RICHMOND, Va. -- Most passengers flying out of Richmond International airport (RIC) are focused on one thing; getting to their destinations.
"I just want to get to my gate," said Noreen Atkins, RIC passenger. "I'm hoping the flight is on time, and I want to go where I'm going."
But news of an Ebola patient passing through Washington Dulles International airport has air travelers here concerned over their own health.
"It's a dangerous virus and it's not something I want to have exposed to me," said Valerie Houk, RIC passenger.
But doctors at VCU Medical center say the virus does not pose a huge public health risk in the US because the disease is not airborne.
"It's not casual contact like shaking hands with someone or saying hello," said Gonzalo Bearman, Chief of Infectious diseases, VCU Medical center. "But actually caring for a patient who's infected with Ebola and touching their secretions or being near them when they sneeze or cough."
Gonzalo Bearman says Ebola is a severe viral infection in which the symptoms can stay in the body for up to 21 days before you become infected.
"So, you could've been infected and don't know it," he said. "And you feel perfectly fine and you enter the country without symptoms and you pass through the screen."
But Bearman said any patients who've contracted the Ebola virus would be taken to isolated areas of the hospital for treatment.
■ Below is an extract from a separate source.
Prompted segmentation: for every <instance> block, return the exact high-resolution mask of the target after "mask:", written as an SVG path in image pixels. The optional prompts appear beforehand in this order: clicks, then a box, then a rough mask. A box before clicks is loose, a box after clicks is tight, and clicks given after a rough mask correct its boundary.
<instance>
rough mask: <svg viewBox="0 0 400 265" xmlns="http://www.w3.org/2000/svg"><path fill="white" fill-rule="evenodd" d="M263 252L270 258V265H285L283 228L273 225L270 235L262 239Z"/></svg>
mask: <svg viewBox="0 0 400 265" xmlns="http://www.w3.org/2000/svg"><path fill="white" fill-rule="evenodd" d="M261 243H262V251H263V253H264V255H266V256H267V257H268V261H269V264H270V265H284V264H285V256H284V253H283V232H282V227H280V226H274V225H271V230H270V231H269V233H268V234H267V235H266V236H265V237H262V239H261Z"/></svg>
"We're ready to identify and then we have isolation precautions in place with the appropriate personal protective treatment in the negative pressure rooms to triage patients for safety," said Bearman.
Which is why passenger Noreen Atkins says she'll practice good hygiene, and won't let concern keep her from flying.
"I travel a lot for work," she said. "So, it's a necessity."
The CDC will notify an airline when it learns that an infectious person traveled on that carrier. The airline will then turn over its flight manifest to the CDC. That allows health officials to notify other passenger who were on board and deal with crew members.
RIC spokesman Troy Bell issued a statement.
“The CDC has been actively providing information to international travelers, health officials, and screening personnel at airports. While the effort is presently focused on international gateway facilities which are more likely to encounter travelers who are returning from regions affected by Ebola, the communications are being received beyond the gateways, including at RIC.”